The banks have been charging excessive fees to their business and household customers for many years. These charges have been applied for such actions as sending out a letter requesting you to meet with your bank manger, telling you that you had gone overdrawn by a very minor amount (far less than the cost of the letter advising you that you were in debt) and any excessive charges for being overdrawn. The same applies to credit cards companies (often banks) who have applied excessive late charges.
In some cases, these charges could push clients into a situation where they could no longer repay the amount owed due to the high charges imposed by the bank on an already stretched account and this extra financial burden could lead to businesses and individuals going bankrupt and in some case to clients committing suicide. And all in the name of profit, fat bonuses and shareholders dividends.

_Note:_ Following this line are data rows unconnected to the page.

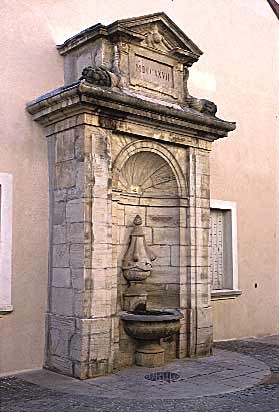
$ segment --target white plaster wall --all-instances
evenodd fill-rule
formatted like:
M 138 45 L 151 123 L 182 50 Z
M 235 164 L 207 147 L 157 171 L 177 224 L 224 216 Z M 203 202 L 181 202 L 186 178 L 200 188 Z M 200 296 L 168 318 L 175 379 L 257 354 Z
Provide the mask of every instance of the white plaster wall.
M 97 22 L 165 11 L 204 51 L 192 94 L 237 121 L 214 145 L 211 190 L 238 205 L 240 298 L 214 303 L 216 339 L 278 332 L 278 21 L 263 0 L 2 0 L 0 173 L 13 187 L 12 303 L 0 319 L 0 374 L 39 367 L 47 290 L 48 176 L 27 101 L 63 84 L 55 44 Z M 277 113 L 277 114 L 276 114 Z M 258 283 L 258 288 L 254 284 Z

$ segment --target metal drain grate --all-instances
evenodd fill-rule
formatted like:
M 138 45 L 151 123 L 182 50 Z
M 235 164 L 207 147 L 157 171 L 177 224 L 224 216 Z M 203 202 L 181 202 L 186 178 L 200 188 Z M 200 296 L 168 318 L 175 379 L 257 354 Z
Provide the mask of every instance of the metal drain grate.
M 180 378 L 178 373 L 174 372 L 153 372 L 149 375 L 145 375 L 144 379 L 147 379 L 152 382 L 175 382 Z

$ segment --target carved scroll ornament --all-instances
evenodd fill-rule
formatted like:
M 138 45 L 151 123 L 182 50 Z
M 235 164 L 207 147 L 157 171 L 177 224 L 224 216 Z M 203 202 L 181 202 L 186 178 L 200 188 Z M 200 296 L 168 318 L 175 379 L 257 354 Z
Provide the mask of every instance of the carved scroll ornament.
M 207 114 L 209 116 L 215 116 L 217 112 L 217 106 L 214 102 L 211 102 L 207 99 L 198 99 L 190 95 L 188 91 L 188 79 L 189 79 L 189 70 L 185 68 L 184 72 L 184 96 L 185 103 L 188 107 L 198 112 Z

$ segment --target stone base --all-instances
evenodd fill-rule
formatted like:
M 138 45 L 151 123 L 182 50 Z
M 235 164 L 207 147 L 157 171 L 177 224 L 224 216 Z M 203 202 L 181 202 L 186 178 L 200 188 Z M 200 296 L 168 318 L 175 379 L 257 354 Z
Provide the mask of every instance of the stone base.
M 156 342 L 145 342 L 136 351 L 136 365 L 146 368 L 156 368 L 165 363 L 165 351 Z

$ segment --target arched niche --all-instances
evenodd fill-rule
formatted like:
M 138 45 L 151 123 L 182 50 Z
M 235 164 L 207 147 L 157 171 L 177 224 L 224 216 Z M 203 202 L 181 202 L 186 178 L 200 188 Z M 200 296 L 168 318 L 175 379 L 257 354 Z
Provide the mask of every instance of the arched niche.
M 135 156 L 138 155 L 138 156 Z M 157 155 L 157 157 L 156 157 Z M 131 160 L 133 159 L 133 160 Z M 134 164 L 133 164 L 134 162 Z M 135 167 L 134 167 L 135 166 Z M 122 190 L 125 187 L 125 182 L 119 182 L 120 176 L 123 178 L 123 169 L 126 169 L 126 173 L 129 178 L 130 169 L 135 169 L 139 172 L 141 167 L 151 167 L 152 171 L 157 167 L 158 169 L 163 166 L 163 170 L 158 170 L 157 176 L 163 177 L 164 172 L 166 173 L 166 181 L 170 180 L 167 174 L 171 176 L 174 184 L 169 184 L 169 188 L 176 187 L 176 196 L 179 198 L 186 198 L 188 196 L 188 187 L 185 181 L 185 176 L 181 170 L 181 167 L 174 157 L 174 155 L 167 149 L 166 146 L 160 143 L 154 143 L 146 140 L 137 140 L 126 145 L 120 153 L 113 164 L 113 175 L 112 175 L 112 187 L 115 190 Z M 132 176 L 133 178 L 133 176 Z M 124 183 L 124 187 L 122 184 Z M 129 184 L 129 182 L 127 182 Z M 163 187 L 161 186 L 161 189 Z M 159 192 L 157 192 L 158 195 Z M 135 193 L 136 194 L 136 193 Z M 170 193 L 168 193 L 170 195 Z M 143 193 L 142 193 L 143 195 Z M 155 195 L 155 193 L 154 193 Z
M 119 174 L 118 189 L 140 197 L 178 197 L 176 177 L 169 164 L 149 151 L 128 158 Z

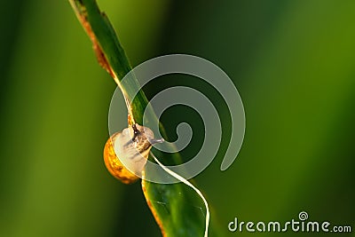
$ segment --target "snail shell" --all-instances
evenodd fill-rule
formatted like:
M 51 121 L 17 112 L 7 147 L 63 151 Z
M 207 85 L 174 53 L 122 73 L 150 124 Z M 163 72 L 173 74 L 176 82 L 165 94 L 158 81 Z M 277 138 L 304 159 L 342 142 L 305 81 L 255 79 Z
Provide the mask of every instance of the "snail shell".
M 108 138 L 104 148 L 104 161 L 108 171 L 124 184 L 131 184 L 139 178 L 146 163 L 152 143 L 153 131 L 133 124 Z

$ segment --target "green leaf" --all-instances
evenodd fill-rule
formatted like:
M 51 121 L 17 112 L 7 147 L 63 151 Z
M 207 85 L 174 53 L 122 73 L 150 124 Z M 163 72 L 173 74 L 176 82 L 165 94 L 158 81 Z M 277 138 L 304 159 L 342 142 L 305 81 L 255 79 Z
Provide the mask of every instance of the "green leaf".
M 140 86 L 136 78 L 130 78 L 124 85 L 120 84 L 131 67 L 107 17 L 99 11 L 94 0 L 70 0 L 70 3 L 92 41 L 99 62 L 120 85 L 123 95 L 132 98 L 133 91 Z M 129 123 L 134 119 L 142 124 L 144 109 L 148 104 L 144 92 L 139 91 L 135 99 L 129 103 L 132 116 L 129 116 Z M 160 160 L 164 158 L 160 157 Z M 170 157 L 170 162 L 181 163 L 179 154 Z M 142 189 L 163 236 L 203 236 L 206 209 L 193 189 L 182 183 L 162 185 L 146 180 L 142 180 Z M 213 230 L 209 233 L 216 235 Z

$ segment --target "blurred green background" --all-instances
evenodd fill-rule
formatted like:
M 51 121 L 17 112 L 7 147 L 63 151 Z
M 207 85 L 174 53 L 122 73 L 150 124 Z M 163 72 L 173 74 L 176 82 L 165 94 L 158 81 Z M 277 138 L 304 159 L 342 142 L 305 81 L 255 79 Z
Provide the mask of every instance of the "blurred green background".
M 218 65 L 237 86 L 247 117 L 241 153 L 219 170 L 226 132 L 218 157 L 195 178 L 221 236 L 273 236 L 229 233 L 227 225 L 235 217 L 297 219 L 302 210 L 310 220 L 355 228 L 354 1 L 99 4 L 132 66 L 193 54 Z M 69 4 L 0 6 L 0 236 L 160 236 L 139 183 L 122 185 L 104 167 L 115 84 Z M 146 89 L 151 97 L 190 81 L 161 79 Z M 217 104 L 227 130 L 227 109 Z M 163 115 L 172 136 L 181 109 Z M 186 111 L 187 121 L 198 121 Z

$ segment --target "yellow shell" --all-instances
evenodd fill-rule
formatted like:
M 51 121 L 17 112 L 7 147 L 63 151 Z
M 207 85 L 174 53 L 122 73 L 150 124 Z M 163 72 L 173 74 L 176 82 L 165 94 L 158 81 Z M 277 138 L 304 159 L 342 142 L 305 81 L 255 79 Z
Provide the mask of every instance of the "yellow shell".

Until a few years ago, there was nothing you could do to get back these costs. However, a number of clients took advice from various bodies and were encouraged to challenge these fees through court action. It quickly became clear that the last thing the banks wanted was to have these costs challenged in a court of law, so they started to refund charges when threatened with action, rather than be taken to court. In typical banking fashion though, they did not repay the full cost of the charges with interest, as they should have done. They chose instead to offer a settlement out of court almost always less than the actual charges owed. The clients, faced with potentially mounting legal costs and a court appearance, usually settled at this lower figure and the banks were happy as they had still made a profit on the charges. Not once did the banks allow a case to go to court and set a legal precedence but despite this, they did not cease to charge these excessive fees. It is estimated by the OFT, that the credit card charges alone exceeds £300,000,000 a year.